Originally Posted by
umccullough
The problem is: Haiku is currently pre-alpha and doesn't have any build tools installed by default. The pending Alpha release will have this support soon.
Parallels users have succeeded in running it by using the ImgTool to fix the disk size (not sure why this is - apparently Parallels can't use the raw disk image as it is). VMWare is actually much easier to use and demonstrates excellent performance for Haiku.
BeOS R5 is completely installable and has development tools - but lacks a lot of modern drivers (BeOS Max Edition V4 b1 is the best choice)
Zeta supports a lot of modern hardware, but is commercial and now defunct (like BeOS was).
Many dedicated Haiku testers have been able to load the BeOS R5 development tools onto their Haiku installs and compile working software - but software compiled *ON* BeOS is upward binary compatible with both Haiku and Zeta - so this is where I would focus efforts in order to support all 3 OSes with a single binary release.

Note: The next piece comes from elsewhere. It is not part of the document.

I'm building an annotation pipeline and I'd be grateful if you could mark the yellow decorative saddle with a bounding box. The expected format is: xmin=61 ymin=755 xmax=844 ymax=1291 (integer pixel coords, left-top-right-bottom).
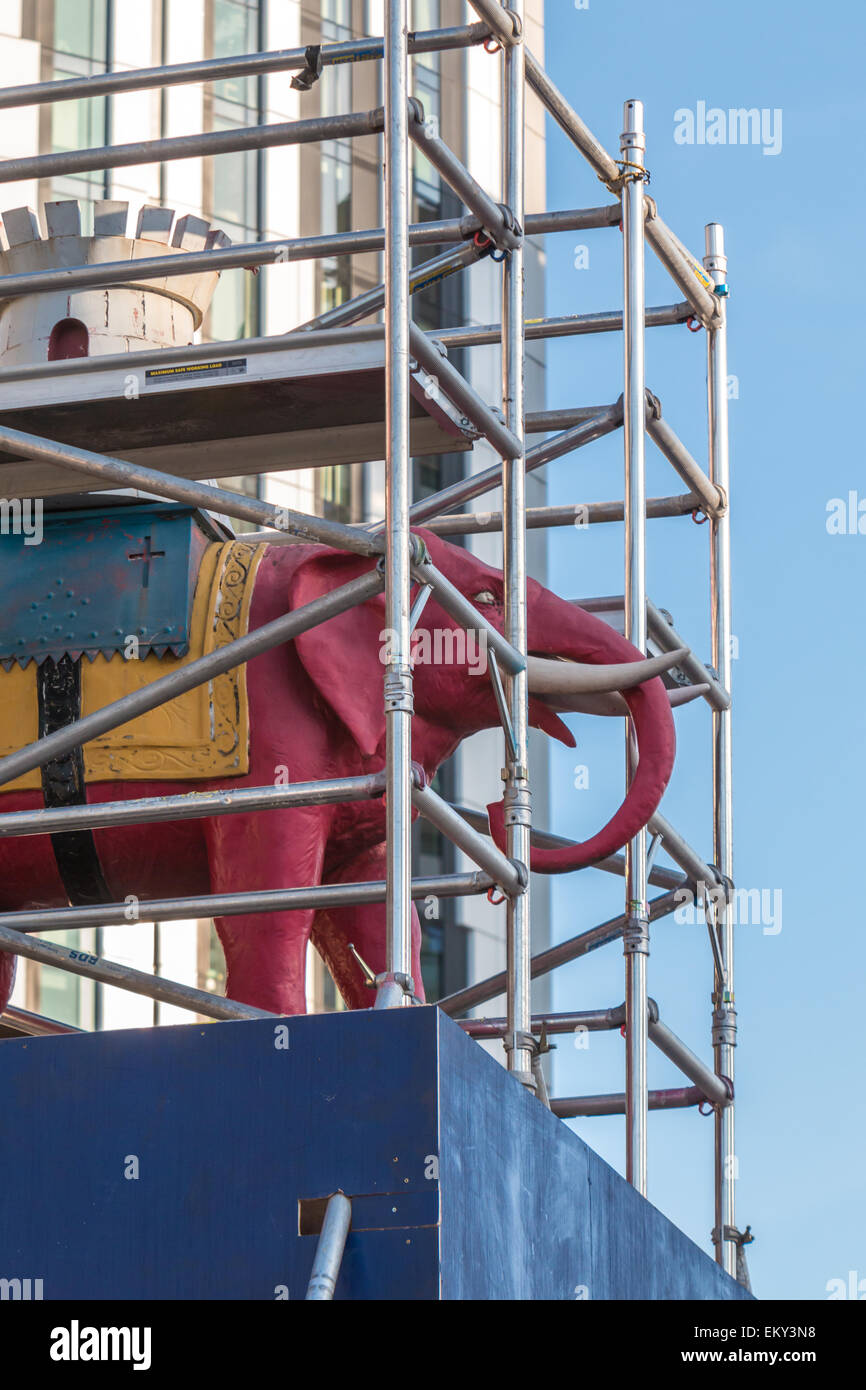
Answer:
xmin=0 ymin=539 xmax=265 ymax=791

Another interesting detail is that BeOS and Zeta use an "updated" GCC 2.95.3 still because GCC3 and newer have broken ABI compatibility with C++ binaries generated with GCC2. Haiku can be also compiled with GCC4, but a GCC4 binary for Haiku will not currently run on a GCC2 version of Haiku which is required to retain binary compatibility with BeOS R5 and Zeta.
If it would help, I can probably get you a BeOS R5 vmware or QEMU image complete with build tools. I can probably also do the same with Haiku.